When looking at the numbers, the performance difference between an SSD and an HDD is actually stunningly large. The copying process of a larger file, like a movie, might be the action where this difference is the most visible. The speed of such a process with an HDD is around 30-150 MB/s, while on a normal SSD it is around 500 MB/s. On new NVME SSD-s, it can even go up to 3000-3500 MB/s. This way, a 10 GB movie would take about 5 seconds to transfer to an SSD, while an HDD would need around a minute at least. The difference expressed in numbers and ratios is, as presented, quite significant. However, in our everyday lives, the difference between 5 seconds and one minute isn’t so stark. That is the very reason why HDD-s still dominate the market. For a third or sometimes a quarter of the price, copying a movie in 1 minute instead of 5 seconds isn’t too big of a sacrifice to make.
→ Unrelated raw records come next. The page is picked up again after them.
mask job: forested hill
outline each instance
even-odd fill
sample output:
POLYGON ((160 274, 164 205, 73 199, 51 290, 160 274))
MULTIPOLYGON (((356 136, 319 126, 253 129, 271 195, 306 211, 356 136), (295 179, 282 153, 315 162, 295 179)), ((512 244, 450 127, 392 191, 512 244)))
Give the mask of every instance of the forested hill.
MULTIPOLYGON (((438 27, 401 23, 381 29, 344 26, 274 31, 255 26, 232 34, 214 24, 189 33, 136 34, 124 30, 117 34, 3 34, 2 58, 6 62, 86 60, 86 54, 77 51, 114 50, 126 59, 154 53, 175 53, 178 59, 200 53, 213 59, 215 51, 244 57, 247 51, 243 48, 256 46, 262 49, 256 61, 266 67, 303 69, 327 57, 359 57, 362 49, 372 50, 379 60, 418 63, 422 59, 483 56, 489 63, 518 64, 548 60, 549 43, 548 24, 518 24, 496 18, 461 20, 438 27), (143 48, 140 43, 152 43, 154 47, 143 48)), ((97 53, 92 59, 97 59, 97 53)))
Which one should you get? Well, that depends on what you want to use it for. For the general population, the speed of an HDD is more than enough, and spending fortunes on unnecessary technology might not be the smartest of actions to take. However, if you are a graphic designer, a movie or music producer, or something similar, i.e. someone who requires large files to be transferred on a daily basis, SSD-s are the only feasible option for you. Transferring 700 GB or more of raw footage when compiling a video would just take way too long even with a higher-end HDD for someone to do it regularly. In summary, most people are well off with an HDD, but do make the decision based on your needs for optimal results!
Is SSD external hard drive worth it?
The question at the end of the day that probably every person wanting to buy an external disk will ask is: is SSD worth it? Clearly, it has its advantages, but are those enough to spend so much money on one? Again, we must repeat a point made previously: tailor your purchase to your needs, nothing more, nothing less. With such an immense amount of hard drives to choose from, it only makes sense to choose one that suits your specific needs. SSD is definitely not going to be worth it if you want a place to store your vacation photos for years to come, since an average HDD will be more than enough for that job, but if you need to transfer high-quality material, and lots of it, daily, do consider investing in a good quality SSD. It might set you back a couple hundred, but it will serve the purpose you bought it for perfectly.